Peloton has become so popular during pandemic, it doesn't need marketing
The pandemic has wreaked havoc on many retailers but Peloton isn’t one of them. The fitness brand, popular before COVID-19, is now enjoying the benefit of homebound consumers eager for exercise. Peloton said Wednesday that it has seen such a favorable sales response from word-of-mouth and existing brand awareness that it paused its cancellable advertising in the majority of markets in mid-March.
“This has been a really interesting time for us where we’ve reduced media spend because of the organic demand that we’ve had and we’re continuing to pause that media spend in most of our markets,” said Jill Woodworth, chief financial officer at Peloton, on a conference call with analysts Wednesday afternoon, noting that in the fourth quarter, the majority of the brand's media spend is “turned off.”
Despite that pause, the brand reported an increase in revenue of 66 percent for the third quarter ending March 31, to $524.6 million.

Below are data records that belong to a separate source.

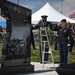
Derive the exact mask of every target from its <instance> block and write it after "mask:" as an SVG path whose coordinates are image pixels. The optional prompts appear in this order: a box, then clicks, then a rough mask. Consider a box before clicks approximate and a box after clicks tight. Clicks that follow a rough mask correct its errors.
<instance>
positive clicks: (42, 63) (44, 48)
mask: <svg viewBox="0 0 75 75" xmlns="http://www.w3.org/2000/svg"><path fill="white" fill-rule="evenodd" d="M47 28H48V27H40V30H39V33H40V43H41V52H42V70H43V68H44V64H45V63H46V64H47V63H49V64H51V63H52V64H53V69H54V70H55V64H54V58H53V53H52V49H51V47H50V42H49V37H48V33H47ZM44 37H45V38H46V40H45V39H44ZM46 45H48V48H49V51H48V52H46V51H45V48H46ZM45 53H47V54H50V56H51V60H52V62H50V61H44V56H45Z"/></svg>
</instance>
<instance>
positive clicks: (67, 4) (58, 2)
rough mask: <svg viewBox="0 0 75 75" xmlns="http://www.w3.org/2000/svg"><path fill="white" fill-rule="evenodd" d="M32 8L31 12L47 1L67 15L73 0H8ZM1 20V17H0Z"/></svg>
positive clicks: (31, 9) (52, 5) (64, 13)
mask: <svg viewBox="0 0 75 75" xmlns="http://www.w3.org/2000/svg"><path fill="white" fill-rule="evenodd" d="M8 1H11V2H13V3H16V4H19V5H21V6H24V7H27V8H29V9H31V10H32V14H33V13H35V12H36V11H38V10H39V9H40V8H41V7H42V6H44V5H45V4H46V3H47V2H48V3H49V4H50V5H51V6H52V7H53V8H55V9H56V10H57V11H58V12H60V13H62V14H63V15H65V16H67V17H69V13H70V12H71V11H73V10H75V0H8ZM0 20H1V18H0Z"/></svg>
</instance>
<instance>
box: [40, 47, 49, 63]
mask: <svg viewBox="0 0 75 75" xmlns="http://www.w3.org/2000/svg"><path fill="white" fill-rule="evenodd" d="M48 50H49V49H48V48H45V51H46V52H48ZM44 61H48V53H45V55H44ZM40 62H42V50H41V46H40Z"/></svg>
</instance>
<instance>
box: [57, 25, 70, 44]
mask: <svg viewBox="0 0 75 75" xmlns="http://www.w3.org/2000/svg"><path fill="white" fill-rule="evenodd" d="M70 36H71V33H70V28H69V27H67V26H65V27H62V28H61V29H59V31H58V37H57V42H58V43H59V44H68V42H69V37H70Z"/></svg>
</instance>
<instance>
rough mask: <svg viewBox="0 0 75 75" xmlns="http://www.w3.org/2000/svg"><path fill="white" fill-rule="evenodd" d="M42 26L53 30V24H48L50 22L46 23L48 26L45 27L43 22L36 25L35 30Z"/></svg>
mask: <svg viewBox="0 0 75 75" xmlns="http://www.w3.org/2000/svg"><path fill="white" fill-rule="evenodd" d="M41 26H45V27H49V28H50V29H51V30H52V23H51V22H48V21H46V24H45V25H43V22H41V23H39V24H36V25H35V26H34V28H33V29H38V28H40V27H41Z"/></svg>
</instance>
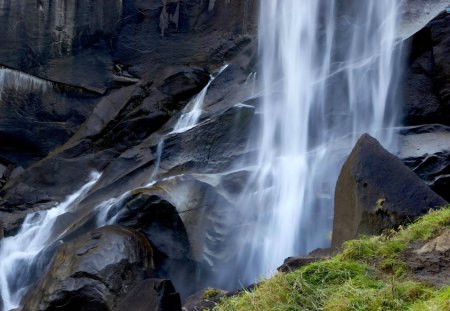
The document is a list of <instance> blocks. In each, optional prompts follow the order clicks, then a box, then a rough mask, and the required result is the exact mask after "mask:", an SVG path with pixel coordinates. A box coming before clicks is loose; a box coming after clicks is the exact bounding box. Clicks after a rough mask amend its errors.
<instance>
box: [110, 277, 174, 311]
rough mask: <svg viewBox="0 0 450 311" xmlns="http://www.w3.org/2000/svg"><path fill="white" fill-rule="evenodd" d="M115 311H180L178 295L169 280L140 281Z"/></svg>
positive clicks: (125, 297) (151, 280)
mask: <svg viewBox="0 0 450 311" xmlns="http://www.w3.org/2000/svg"><path fill="white" fill-rule="evenodd" d="M114 310H117V311H130V310H133V311H150V310H151V311H178V310H180V311H181V301H180V295H178V293H177V292H176V291H175V288H174V287H173V285H172V282H170V281H169V280H158V279H148V280H145V281H142V282H141V283H139V284H138V285H136V287H134V288H133V290H132V291H131V292H130V293H129V294H128V295H127V296H126V297H125V298H124V299H122V301H121V302H120V303H119V304H118V306H117V308H116V309H114Z"/></svg>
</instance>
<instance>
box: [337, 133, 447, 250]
mask: <svg viewBox="0 0 450 311" xmlns="http://www.w3.org/2000/svg"><path fill="white" fill-rule="evenodd" d="M334 203H335V208H334V221H333V236H332V247H333V248H336V247H339V246H341V245H342V243H343V242H345V241H347V240H350V239H354V238H356V237H357V236H358V235H360V234H369V235H370V234H379V233H381V232H382V231H383V230H385V229H388V228H395V227H397V226H399V225H401V224H405V223H407V222H410V221H412V220H413V219H415V218H416V217H418V216H420V215H422V214H424V213H426V212H427V211H428V210H429V209H432V208H438V207H441V206H444V205H445V204H446V201H445V200H444V199H442V198H441V197H440V196H438V195H437V194H436V193H434V192H433V191H432V190H431V189H429V187H428V186H427V185H426V184H425V183H424V182H423V181H422V180H421V179H420V178H419V177H418V176H417V175H416V174H414V172H413V171H411V170H410V169H408V168H407V167H406V166H405V165H404V164H403V163H402V162H401V161H400V160H399V159H398V158H397V157H395V156H394V155H392V154H390V153H389V152H388V151H386V150H385V149H384V148H383V147H382V146H381V145H380V144H379V143H378V142H377V141H376V140H375V139H374V138H372V137H371V136H369V135H367V134H365V135H363V136H362V137H361V138H360V139H359V140H358V142H357V144H356V146H355V147H354V148H353V150H352V152H351V154H350V156H349V158H348V159H347V161H346V162H345V163H344V165H343V167H342V170H341V173H340V175H339V178H338V181H337V183H336V192H335V198H334Z"/></svg>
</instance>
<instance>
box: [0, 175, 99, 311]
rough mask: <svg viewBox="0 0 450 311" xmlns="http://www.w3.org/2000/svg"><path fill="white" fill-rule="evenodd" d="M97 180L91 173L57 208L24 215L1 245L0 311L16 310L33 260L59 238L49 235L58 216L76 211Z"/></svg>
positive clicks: (0, 264)
mask: <svg viewBox="0 0 450 311" xmlns="http://www.w3.org/2000/svg"><path fill="white" fill-rule="evenodd" d="M99 178H100V174H99V173H93V174H92V175H91V178H90V180H89V182H87V183H86V184H85V185H84V186H83V187H82V188H81V189H79V190H78V191H77V192H75V193H73V194H71V195H69V196H68V197H67V198H66V199H65V201H64V202H62V203H60V204H59V205H58V206H56V207H54V208H52V209H50V210H47V211H42V212H37V213H33V214H29V215H27V216H26V218H25V220H24V222H23V224H22V227H21V228H20V231H19V232H18V233H17V234H16V235H15V236H12V237H8V238H5V239H3V240H2V241H1V242H0V293H1V298H2V300H3V310H5V311H8V310H11V309H15V308H18V307H19V303H20V299H21V298H22V296H23V295H24V294H25V293H26V291H27V289H28V287H29V285H30V284H31V280H30V276H31V275H32V272H31V269H32V265H33V263H35V261H36V257H37V256H38V255H39V254H40V253H41V251H42V250H43V249H44V248H45V247H46V246H48V245H50V244H51V243H52V242H54V241H57V240H58V238H59V237H58V236H53V235H52V234H53V226H54V224H55V222H56V220H57V219H58V216H60V215H63V214H64V213H66V212H68V211H69V210H70V209H71V208H73V207H75V206H76V205H77V204H78V203H79V202H80V201H81V200H82V199H83V198H84V197H85V196H86V194H87V193H88V192H89V190H90V189H91V188H92V186H94V184H95V183H96V182H97V180H98V179H99Z"/></svg>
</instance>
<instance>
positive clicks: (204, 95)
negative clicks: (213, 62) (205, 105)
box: [171, 64, 228, 134]
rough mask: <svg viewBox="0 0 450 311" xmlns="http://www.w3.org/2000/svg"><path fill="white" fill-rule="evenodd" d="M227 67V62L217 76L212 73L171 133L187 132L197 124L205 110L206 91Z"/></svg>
mask: <svg viewBox="0 0 450 311" xmlns="http://www.w3.org/2000/svg"><path fill="white" fill-rule="evenodd" d="M227 67H228V64H225V65H224V66H222V68H220V69H219V71H218V72H217V74H216V75H215V76H214V75H211V78H210V79H209V82H208V83H207V84H206V86H205V87H204V88H203V89H202V90H201V92H200V93H198V94H197V95H195V96H194V97H193V98H192V99H191V100H190V101H189V103H188V104H187V105H186V108H185V109H184V111H183V113H182V114H181V116H180V118H179V119H178V122H177V123H176V124H175V127H174V129H173V131H172V132H171V134H173V133H182V132H186V131H187V130H190V129H191V128H193V127H194V126H196V125H197V123H198V121H199V119H200V116H201V115H202V112H203V110H202V108H203V103H204V101H205V96H206V93H207V92H208V89H209V86H210V85H211V83H212V82H213V81H214V79H215V78H217V77H218V76H219V75H220V74H221V73H222V72H223V71H224V70H225V69H226V68H227Z"/></svg>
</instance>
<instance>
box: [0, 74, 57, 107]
mask: <svg viewBox="0 0 450 311" xmlns="http://www.w3.org/2000/svg"><path fill="white" fill-rule="evenodd" d="M49 86H51V83H50V82H48V81H46V80H43V79H40V78H37V77H35V76H32V75H29V74H27V73H24V72H20V71H17V70H13V69H9V68H3V67H0V99H1V96H2V93H3V92H4V91H5V90H6V89H13V90H15V91H18V90H25V91H31V90H33V91H36V90H38V91H41V92H44V91H45V90H46V89H47V88H48V87H49Z"/></svg>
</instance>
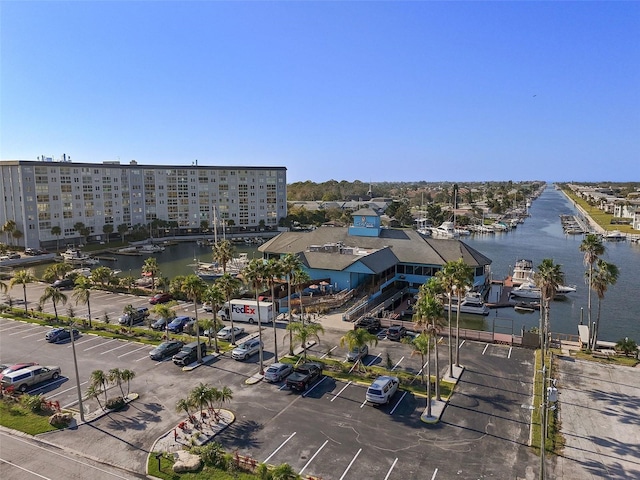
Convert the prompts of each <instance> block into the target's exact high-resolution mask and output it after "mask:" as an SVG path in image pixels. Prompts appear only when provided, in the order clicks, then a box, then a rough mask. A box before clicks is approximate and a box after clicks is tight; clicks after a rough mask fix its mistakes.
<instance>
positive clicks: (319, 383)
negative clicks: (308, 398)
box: [302, 377, 327, 397]
mask: <svg viewBox="0 0 640 480" xmlns="http://www.w3.org/2000/svg"><path fill="white" fill-rule="evenodd" d="M326 378H327V377H322V380H320V381H319V382H318V383H316V384H315V385H314V386H313V387H311V388H310V389H309V390H307V391H306V392H304V393H303V394H302V396H303V397H306V396H307V395H309V394H310V393H311V391H312V390H313V389H314V388H316V387H317V386H318V385H320V384H321V383H322V382H324V381H325V380H326Z"/></svg>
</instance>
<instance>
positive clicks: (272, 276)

Connected fitness subscribers grew 94 percent over the year-earlier period, to 886,100; paid digital subscribers grew 64 percent to more than 176,600 members. The company also extended the trial period for its digital subscription, from 30 to 90 days, and has pledged $1 million in subscription waivers for those financially impacted by COVID-19.
Woodworth said Peloton saw a spike in demand from consumers that started in early March and has continued through May. For the quarter, sales and marketing expenses were $154.8 million, a 53 percent increase over the year-earlier period that represents 30 percent of revenue. Peloton said the increase was driven by higher acquisition costs due to new products like the treadmill, and brand marketing.
Yet executives said the recent marketing pullback has been a learning experience in how Peloton will invest in media moving forward. “We do think fiscal ’21 and beyond we should expect to see more marketing efficiencies than we originally forecast,” said Woodworth on the call. In a recent survey with customers, more new buyers than ever before cited “word-of-mouth” as influencing their purchase decision, according to President William Lynch.
“We’ve heard countless stories of a lot of our newest members who again did not have purchase intent for the Peloton bike prior to COVID-19, who are complete converts,” said Woodworth, noting that even after gyms and health clubs reopen, it will be a “slow climb” for customers to think about being comfortable in such environments after the pandemic.
Like many brands, Peloton has had to make some changes in operations to deal with the pandemic. On March 19, it closed its 97 showrooms. It also temporarily stopped home delivery of its new treadmill product because the machines require workers to enter homes. However, Peloton is seeing interest in at-home content classes beyond its bikes and treadmill products, like family dance classes and strength and cardio workouts.
Peloton incurred a loss of $55.6 million, compared to a loss of $38.6 million for the same period last year, due to non-recurring litigation and settlement expenses. The company resolved a lawsuit with group of music publishers in February.
However, the company is seeing its share of supply chain issues as certain parts get delayed due to the crisis. Longer shipping and production times will continue through the fourth quarter, the company said. John Foley, CEO and co-founder, said Peloton is rethinking some of the new products it had planned to roll out, due to the pandemic.